By Kitty Block and Sara Amundson

In the past two years, our federal government has waged war against the Endangered Species Act, the bedrock law that protects endangered and threatened animal species and their habitats. Today, despite our hopes that it would take the steps necessary to enforce our nation’s many animal protection laws, the Trump Administration dealt a critical blow to wildlife protection, finalizing rules to significantly weaken the Endangered Species Act and make it harder to achieve federal protections for endangered and threatened species.

The finalization of these rules empowers the U.S. Fish and Wildlife Service and the National Marine Fisheries Service to block vital and necessary conservation measures to protect species threatened with extinction. The rules are intended to remove prohibitions on the consideration of possible economic impacts when listing a species as endangered or threatened, privileging economic and political considerations above conservation imperatives in deliberations concerning listing a species under the Act. They also promise to establish additional roadblocks to securing comprehensive protections for threatened species, while making it much easier to remove species from the ESA, even without evidence that species recovery might not yet be complete.

The ESA has been historically successful in its facilitation of collaboration among federal, state, tribal and local officials to protect vulnerable species. However, the finalized rules package shifts focus away from federal management of imperiled species. Instead, it gives states and local governments substantial power over managing species that would otherwise be protected by the Endangered Species Act. This is a great danger.

Unfortunately, the record of the states in endangered species protection is not as good as one could hope. Many states lack the financial resources to take on endangered species protection, and a large number lack laws to protect all of the federally-listed endangered or threatened species within their boundaries. Still worse is the fact that a number of key states do not prioritize wildlife protection with sincerity or fairness. We saw this lack of good stewardship when gray wolves and grizzly bears lost federal ESA protections in Wyoming and the state promptly declared trophy hunting seasons on these animals.

Together, the new rules comprise the largest regulatory revision to the Endangered Species Act in decades. It amounts to a “death-by-a-thousand-cuts” approach, and aims to extinguish one of the country’s most effective statutes, on which the survival of so many wildlife species depends. The ESA has saved more than 99 percent of listed species from going extinct, and if it is weakened it will be much more difficult to ensure that threatened and endangered animals, including species like the bald eagle, the grizzly bear and African lions and elephants, do not go extinct.

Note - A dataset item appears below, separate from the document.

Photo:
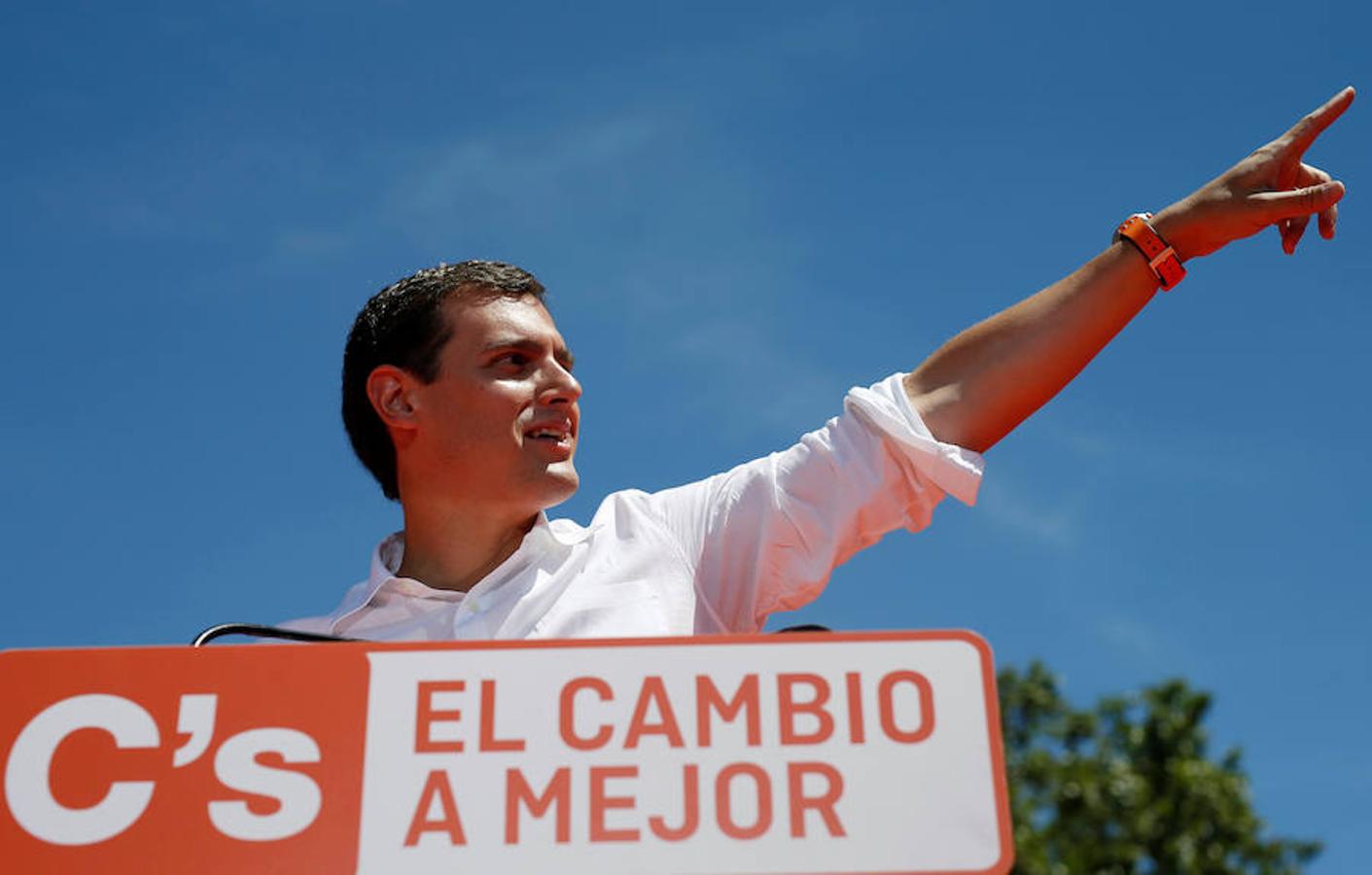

This move really cuts against the grain, because it is clear that the American public strongly supports the ESA. A 2015 poll by Tulchin Research found that 90 percent of Americans, including 82 percent of self-described conservatives, support upholding the ESA. Other studies, such as the study by Hart Research Associates in 2016, found that 70 percent of Americans oppose removing ESA protections from iconic, threatened species such as the gray wolf. And if that wasn’t enough to show how deep support for the ESA runs in the American consciousness—over 800,000 comments were submitted in opposition to these rules. It’s no consolation that the administration has no plan to apply the regulations retroactively to previous decisions concerning species currently protected under the ESA. It spells doom for imperiled species from here on, and that’s why we are outraged.

Instead of listening to the collective voice of these 800,000 Americans—the FWS and NMFS have decided today to side with special interest groups determined to eliminate protections for our nation’s beloved wildlife, all to make economic and development ventures more profitable. It’s a shameful move, one that will have far reaching ramifications for years to come, and one that we must continue to oppose.

Sara Amundson is president of the Humane Society Legislative Fund.